Group is believed to operate under the Chinese flag

Oct 14, 2014 22:55 GMT  ·  By

A cyber espionage group known as Hurricane Panda has taken advantage of a zero-day vulnerability in Windows that gave them administrative privileges on the affected systems.

The group is believed to be from China and targets infrastructure companies. Multiple vulnerabilities have been exploited in their attacks, the most severe of them, a previously unknown security glitch now identified as CVE-2014-4113, being leveraged to infect 64-bit Windows platforms in order to gain a foothold in the network of the target.

CVE-2014-4113 affects all Windows operating systems from Windows 2000 through Windows 7, and exploiting it allows elevated privileges when the objects in memory are not handled correctly by the Windows kernel-mode driver (Win32k.sys); this could lead to remote execution of arbitrary code in kernel mode.

Privilege escalation exploit prepared for 64-bit platforms

CrowdStrike, one of the two companies working with Microsoft to prepare a patch for Windows users, says that they found the Hurricane Panda attack when one of their systems picked up suspicious activity on a 64-bit Windows Server 2008 R2 machine.

Further exploration of the matter led to the discovery of Win64.exe, which was used from a webshell to elevate privileges for a command that added a new administrator account to the local group of the targeted machine.

“Subsequent analysis of the Win64.exe binary revealed that it exploits a previously unknown vulnerability to elevate its privileges to those of the SYSTEM user and then create a new process with these access rights to run the command that was passed as argument,” CrowdStrike co-founder and CTO, Dmitri Alpetrovich writes in a blog post.
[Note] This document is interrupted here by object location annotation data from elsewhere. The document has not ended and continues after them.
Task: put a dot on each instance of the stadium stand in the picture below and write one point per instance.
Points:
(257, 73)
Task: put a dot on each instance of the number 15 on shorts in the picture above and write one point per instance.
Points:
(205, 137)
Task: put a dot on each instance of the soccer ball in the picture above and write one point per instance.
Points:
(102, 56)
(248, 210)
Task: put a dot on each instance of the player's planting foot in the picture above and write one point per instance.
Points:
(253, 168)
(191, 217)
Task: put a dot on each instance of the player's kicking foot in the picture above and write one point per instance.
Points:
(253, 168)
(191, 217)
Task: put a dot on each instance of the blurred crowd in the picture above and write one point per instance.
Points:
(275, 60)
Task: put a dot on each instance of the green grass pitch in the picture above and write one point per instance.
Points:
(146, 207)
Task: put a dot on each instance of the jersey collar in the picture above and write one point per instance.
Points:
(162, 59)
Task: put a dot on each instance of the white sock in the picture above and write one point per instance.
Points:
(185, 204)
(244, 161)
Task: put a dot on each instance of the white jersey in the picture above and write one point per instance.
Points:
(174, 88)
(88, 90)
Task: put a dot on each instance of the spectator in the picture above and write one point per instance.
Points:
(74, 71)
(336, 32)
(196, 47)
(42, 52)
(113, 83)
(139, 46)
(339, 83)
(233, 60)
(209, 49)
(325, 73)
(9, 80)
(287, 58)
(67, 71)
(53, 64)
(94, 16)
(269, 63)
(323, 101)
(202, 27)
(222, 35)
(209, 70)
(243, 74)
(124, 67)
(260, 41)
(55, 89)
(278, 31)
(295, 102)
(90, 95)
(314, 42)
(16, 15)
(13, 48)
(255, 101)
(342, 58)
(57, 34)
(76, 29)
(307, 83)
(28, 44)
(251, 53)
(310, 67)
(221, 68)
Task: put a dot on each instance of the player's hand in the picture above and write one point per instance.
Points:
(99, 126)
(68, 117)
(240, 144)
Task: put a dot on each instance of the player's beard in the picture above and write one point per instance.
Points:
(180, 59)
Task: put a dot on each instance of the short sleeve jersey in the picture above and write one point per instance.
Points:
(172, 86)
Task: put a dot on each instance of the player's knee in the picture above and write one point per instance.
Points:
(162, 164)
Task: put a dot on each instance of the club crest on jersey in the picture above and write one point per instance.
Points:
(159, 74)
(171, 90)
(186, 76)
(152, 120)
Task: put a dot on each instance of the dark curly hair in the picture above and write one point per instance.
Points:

At 55 kilobytes, the item is very small and contains a limited set of functions that allow it to execute a command as new process with system privileges.

The steps it goes through to achieve this include creating a memory section for storing a pointer to a function, profiting from a memory corruption vulnerability in the window manager, and replacing the access token pointer in the EPROCESS structure with one in the system process.

Attackers took advantage of the vulnerability for at least five months

If Hurricane Panda is a Chinese group, then they are a very different adversary than the one described by FBI director James Comey recently.

Alpetrovich notes that “the exploit code is extremely well and efficiently written, and it is 100 percent reliable.” Moreover, the threat actors went to great lengths to make sure that it was not easy to discover, deploying the malicious tool only when it was required.

The result was an exploitation duration of at least five months, according to CrowdStrike, since the build timestamp of the Win64 executable was May 3, 2014.

The vulnerability was privately reported to Microsoft by both CrowdStrike and FireEye, who conducted a separate study of the attack. A patch for it is available as part of the monthly security updates released by Microsoft on Tuesday.

Important to note is that this vulnerability is different than the one reported earlier by iSight Partners, which is tracked as CVE-2014-4114 and was leveraged by a Russian cyber-espionage group that has been dubbed Sandworm for the many references to the science fiction series Dune.